İlk konuşmacı Coşkun yazısının piyasaya dair eleştirel bir yazı olduğunu söyledi ve KOCAV’ın önemini şu sözlerle yâd etti: “Yazımda piyasayı eleştiriyorum ama piyasanın bu kadar içerisinde olup ahlaki olarak bu kadar olumlu anlamda temayüz etmiş bir isim Yaşar Erdinç benim yazıma ilişkin epeyce ters, tezat bir duruş teşkil ediyor. Allah rahmet eylesin. Çok beyefendi çok munis bir insandı. Bir de bu vesile ile Mehmet Genç hocayı bu yıl kaybettik. Ona da Allah rahmet eylesin. Hatta Teoman hocayı da analım. Teoman Duralı’ya da Allah rahmet eylesin. Mekanları cennet olsun. KOCAV’dan da Allah razı olsun ki bu insanları bir şekilde bize ulaştırıyorlar.” Yazısında özellikle piyasanın sosyal hayatımızda yer alan başka ahlaki mecralar üzerindeki etkisini incelemeye çalıştığını ifade etti ve sözlerine şu şekilde devam etti: ”Piyasa dediğimiz şey malum tanım gereği alıcılarla satıcıların birbiriyle buluştuğu ve bir mübadelenin gerçekleştiği alan. Ve ister istemez insan şunu soruyor acaba piyasa dışında şeylerin bir değeri var mıdır? Şeyler mübadele değeri dışında bir değere sahip mi? Dolayısı ile şeyler acaba metalık olma dışında bir şeyliğe sahip mi?

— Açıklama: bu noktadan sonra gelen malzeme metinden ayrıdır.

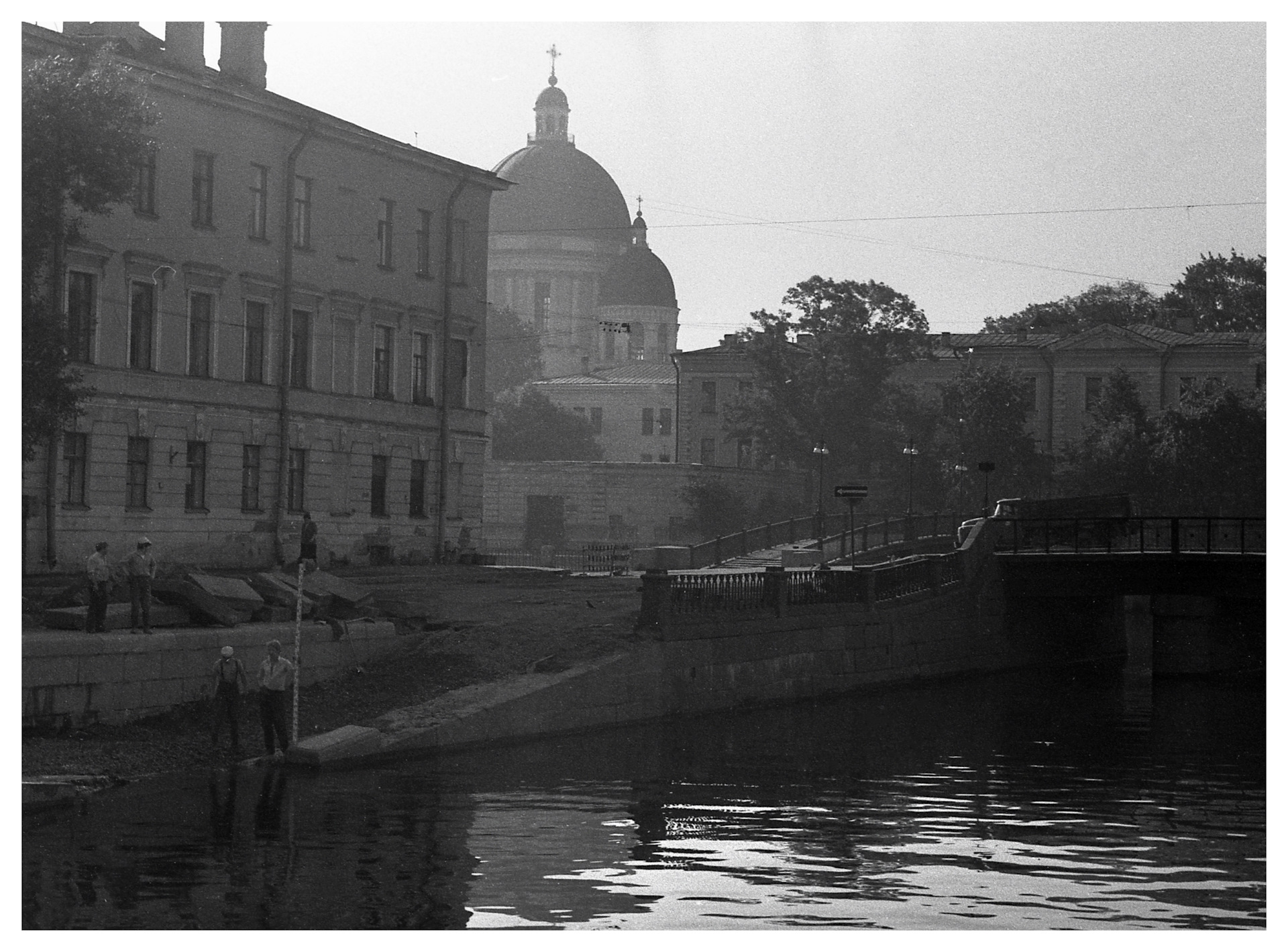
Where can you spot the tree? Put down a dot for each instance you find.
(84, 134)
(527, 425)
(513, 352)
(1220, 294)
(1122, 303)
(820, 371)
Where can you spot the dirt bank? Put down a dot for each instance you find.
(481, 624)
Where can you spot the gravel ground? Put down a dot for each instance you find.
(483, 624)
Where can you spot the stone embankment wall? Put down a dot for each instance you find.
(119, 677)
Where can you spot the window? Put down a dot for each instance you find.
(420, 370)
(203, 190)
(708, 397)
(80, 317)
(250, 478)
(459, 250)
(386, 233)
(302, 225)
(1030, 393)
(1093, 393)
(301, 321)
(423, 233)
(257, 313)
(137, 454)
(417, 498)
(195, 491)
(379, 474)
(541, 306)
(199, 335)
(142, 312)
(458, 371)
(146, 184)
(295, 473)
(75, 459)
(258, 225)
(383, 344)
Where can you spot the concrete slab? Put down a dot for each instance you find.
(343, 743)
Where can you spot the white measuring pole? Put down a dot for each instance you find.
(295, 682)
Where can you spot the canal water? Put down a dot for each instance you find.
(1072, 800)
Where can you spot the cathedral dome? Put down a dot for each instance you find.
(559, 189)
(638, 277)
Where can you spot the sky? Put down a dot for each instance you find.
(910, 154)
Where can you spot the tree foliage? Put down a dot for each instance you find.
(84, 130)
(527, 425)
(1222, 294)
(821, 366)
(513, 352)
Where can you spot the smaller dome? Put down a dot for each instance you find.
(638, 277)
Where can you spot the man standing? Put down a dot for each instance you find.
(274, 677)
(141, 568)
(229, 683)
(99, 576)
(309, 540)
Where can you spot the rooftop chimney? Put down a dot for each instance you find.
(186, 46)
(241, 53)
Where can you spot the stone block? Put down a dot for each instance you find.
(337, 746)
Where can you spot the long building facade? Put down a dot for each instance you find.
(289, 317)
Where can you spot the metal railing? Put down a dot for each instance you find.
(1174, 535)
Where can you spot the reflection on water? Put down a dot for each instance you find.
(1050, 800)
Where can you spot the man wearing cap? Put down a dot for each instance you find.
(141, 568)
(99, 576)
(274, 678)
(229, 683)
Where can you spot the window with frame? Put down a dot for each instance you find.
(379, 478)
(200, 307)
(75, 463)
(417, 495)
(386, 233)
(203, 190)
(258, 225)
(1091, 392)
(420, 370)
(80, 317)
(195, 490)
(146, 183)
(142, 319)
(301, 321)
(424, 266)
(383, 347)
(250, 478)
(302, 225)
(295, 474)
(459, 250)
(257, 316)
(541, 306)
(138, 452)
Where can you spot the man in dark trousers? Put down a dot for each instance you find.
(99, 576)
(141, 568)
(229, 684)
(309, 540)
(274, 677)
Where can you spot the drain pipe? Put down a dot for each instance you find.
(284, 389)
(443, 433)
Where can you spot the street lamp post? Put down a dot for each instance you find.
(821, 452)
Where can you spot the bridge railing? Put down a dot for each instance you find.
(775, 592)
(1173, 533)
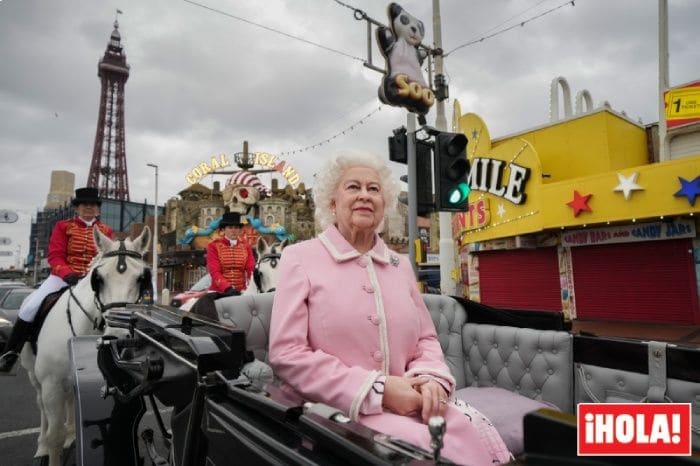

Bu soruların çok önemli olduğunu, çünkü piyasanın egemen olarak yaşamın tamamını işgal etmeye başladığını, bunun da bütün sosyal dinamikleri kökünden değiştirecek bir şey olduğunu sözlerine ekledi. Kendisinin asıl eleştirisinin de bu noktada olduğunu söyleyen Dr. Coşkun, bizim ahlaki değerlerimizin piyasada bir dolaşım değeri bulamayışı olduğunu belirtti. Dostluk gibi yücelik duygusu uyandıran şeylerin mütekabiliyet normunun bulunmadığını ve bizim bunları kaybetmeye başladığımızı dile getirdi. “Dolayısıyla piyasa bir şey buyurmuşsa bunun doğrudan iyi, güzel ve doğru kabul edildiğini; böylece piyasa, mantık, estetik ve etik değerlerin tamamını işgal etmiş durumda olmaktadır.”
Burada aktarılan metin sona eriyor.